From the above Independent article, the shameful position of Netanyahu and others is clear: 

"Mr Netanyahu, ministers and prominent right-wing politicians have called for the soldier to be pardoned – a position supported by 67 per cent of respondents in an Israeli television poll.Mr Netanyahu and right-wing politicians have not echoed their condemnation. Education minister Naftali Bennett, leader of the right-wing Jewish Home party, said Azaria killed a “terrorist who deserved to die” after attacking a soldier."

In essence the two cases illustrate very similar phenomena. The ease with which heavily armed soldiers, illegally occupying a foreign territory, can bring death to what are interpreted as opponents, even when incapacitated and offering no resistance. 

The explanation must lie in the psychological conditioning to which they have been subject, eliciting feelings of hatred and revenge, even where these are not justified, and overcoming the natural reticence to kill. This is a very sad state of affairs and reflects as badly on the wider organisation and country as it does on the individual. We are it seems sinking ever further into a moral abyss.

The second common feature is the way in which the wider community has reacted to the legal process which has attempted to hold individuals to account for their actions.

Although the public holds out little sympathy for murders, and if we can believe opinion poles, would reintroduce the death penalty, they ironically take the opposite view regarding murder by soldiers (and to a lesser degree policemen) 

This is a paradox worthy of explanation presumably embedded in primitive tribalism and kinship.

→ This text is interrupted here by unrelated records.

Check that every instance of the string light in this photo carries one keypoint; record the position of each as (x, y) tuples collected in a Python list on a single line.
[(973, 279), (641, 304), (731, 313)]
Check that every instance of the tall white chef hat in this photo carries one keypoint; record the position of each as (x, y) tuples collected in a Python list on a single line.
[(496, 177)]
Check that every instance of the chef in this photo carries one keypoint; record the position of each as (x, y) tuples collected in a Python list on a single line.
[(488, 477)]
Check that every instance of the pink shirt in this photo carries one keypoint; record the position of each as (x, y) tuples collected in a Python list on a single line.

It might also be influenced by the belief that an individual placed in such onerous situations, effectively protecting the wider community or pursuing government policy, should not be held to the same standards of restraint and ethical behaviour that would apply to the rest of us. 

Despite calling for the severest punishment for murderers, murderers that happen to be soldiers and policemen evoke sympathy rather than the desire for retribution. 

In both of these specific cases it is clear that the people defending the accused, have had little regard for the principle of the sanctity of life or empathy for the victim or their extended family. 

We are faced by the conclusion that violent actions are never viewed objectively but are nuanced in the public mind by who does it to whom and in what circumstances. If accepted and generally applied, it encourages the belief that any brutality and inhuman treatment will be justified and protected as long as the individual is in uniform and ostensibly acting on behalf of the state. 

That is a recipe for disaster and we all know where it leads. All the other signs are, we are inescapably going in that direction. Certain elements of government aligned to the Israeli state, appear to be steering us in that direction.